Greetings, my name is Brenda Harvey and I am a Volunteer Solar System Ambassador with NASA/JPL. As part of my job I get to inform my community of NASA happenings.
NASA is a government agency responsible for technology and science related to air and space. They have satellites in space and rovers on Mars, but what people sometimes don’t know is that NASA does a lot of research on earth to help benefit in our daily lives, including researching snowfall and mosquito mitigation to prevent people from dying of mosquito-borne illnesses.

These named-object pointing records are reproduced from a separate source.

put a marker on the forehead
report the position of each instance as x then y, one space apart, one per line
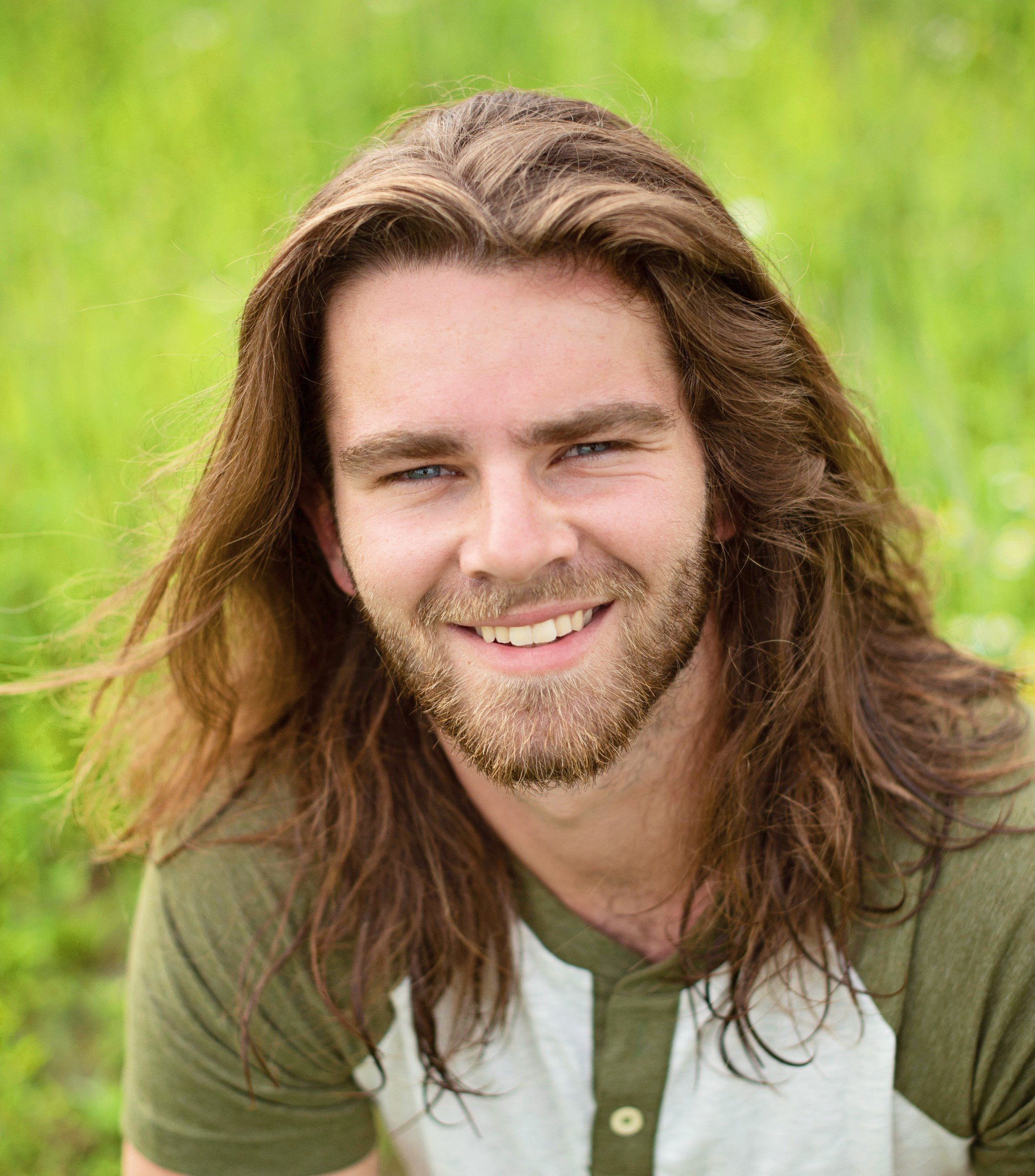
487 351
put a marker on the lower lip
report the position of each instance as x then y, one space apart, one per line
535 659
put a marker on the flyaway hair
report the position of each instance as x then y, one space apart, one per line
840 705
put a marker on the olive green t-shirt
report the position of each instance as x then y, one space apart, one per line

Today I am happy to tell you about a NASA event called International Observe the Moon Night set to happen October 5, 2019. This is an annual world-wide celebration of lunar exploration and science. It began in 2010 and it sets one day where everyone on earth is invited to observe and learn about the moon. It also serves to celebrate the personal and cultural connections we have with our one moon, which also happens to be our closest neighbor in space.
Each year this event happens in September or October around the moon’s first quarter, due to the fact that at first quarter the moon is visible in the afternoon and the evening, which makes it a great time to get together and view the moon.
While some might think that full moon would be a good time for such an event, a first quarter moon is actually better. Most lunar features are seen best near the lunar terminator, the line which corresponds to sunrises or sunsets on the lunar surface. Long shadows near the terminator accentuate lunar topography. At first quarter on October 5, the sunrise terminator will bisect the lunar disk, allowing for great views of huge craters and other features.
Locally you will have a chance to participate in this free, international event at Orchard City Town Park from 6 to 9 p.m. on October 5. The Black Canyon Astronomical Society will set up telescopes, and I will also be there to provide information and activities.